Monday, August 29, 2011

Spiders

It is common knowledge that the top of your bed is the only safe haven from the infamous monsters that live beneath it. A bed is a relatively small space, so those monsters can keep track of your every move. That's bad enough. But monsters are second worst. What is first? Spiders. Spiders are the worst scary things, simply because there is nowhere you can go where they cannot get you.
Say you are in bed, under siege from the sub-mattress ghouls as usual, but still, you're feeling pretty safe. Then BAM! Spider drops on your face from the ceiling! In your panic you claw at your face, and soon the arachnid releases its grip on your skin. By now you've recovered enough to acknowledge that this issue must be dealt with.
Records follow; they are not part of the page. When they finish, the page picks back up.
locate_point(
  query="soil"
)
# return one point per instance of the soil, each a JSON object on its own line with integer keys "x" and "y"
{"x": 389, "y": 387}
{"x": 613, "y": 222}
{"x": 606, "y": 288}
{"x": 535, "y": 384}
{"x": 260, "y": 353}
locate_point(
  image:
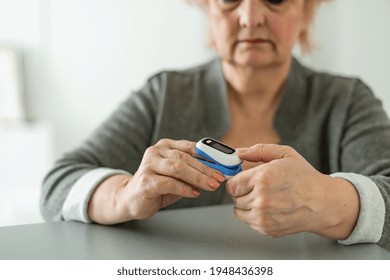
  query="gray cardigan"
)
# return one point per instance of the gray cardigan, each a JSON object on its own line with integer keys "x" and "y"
{"x": 336, "y": 123}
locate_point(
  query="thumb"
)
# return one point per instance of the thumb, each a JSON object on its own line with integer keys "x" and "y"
{"x": 264, "y": 152}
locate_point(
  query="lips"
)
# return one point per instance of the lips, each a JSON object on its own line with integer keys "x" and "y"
{"x": 254, "y": 41}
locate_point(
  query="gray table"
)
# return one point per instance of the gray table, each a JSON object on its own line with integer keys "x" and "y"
{"x": 195, "y": 233}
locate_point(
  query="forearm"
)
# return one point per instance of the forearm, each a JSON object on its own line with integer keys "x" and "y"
{"x": 105, "y": 206}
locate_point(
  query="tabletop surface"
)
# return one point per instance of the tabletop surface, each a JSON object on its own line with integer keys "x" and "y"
{"x": 192, "y": 233}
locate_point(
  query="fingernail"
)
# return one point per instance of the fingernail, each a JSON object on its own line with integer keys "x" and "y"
{"x": 242, "y": 150}
{"x": 213, "y": 183}
{"x": 218, "y": 176}
{"x": 195, "y": 192}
But when you look for the spider again, of course it has vanished.
Or possibly you are feeling brave enough to venture into Snatching Area (also known as the floor of any room containing a bed). Ogres & Co. are leaving you alone (probably they already caught your dog or something and are busy eating it) and you are feeling pretty confident. Maybe you just brushed your hair, so when you feel that tickling sensation on your leg, you assume it is just a stray lock. But when you brush it off, your fingers come in contact with something significantly larger than expected. As you may have guessed, it was a spider. And this ends the same way as Scenario #1.
Personally I find that spiders pose a bigger threat to my mental health than my physical well-being. I get so paranoid that I can rarely sleep after an attack, and I am left telling the tale of my misfortune to the inhabitants of the Under Bed, who are very understanding and offer both condolences and hugs (of course I have never accepted the latter, otherwise I wouldn't be writing this right now. I would be dead.)

1 comment:

  1. This is hilarious! My mum keeps giving me funny looks every time I burst out laughing.

    (This is Carly, by the way. Ha. In case you were wondering.)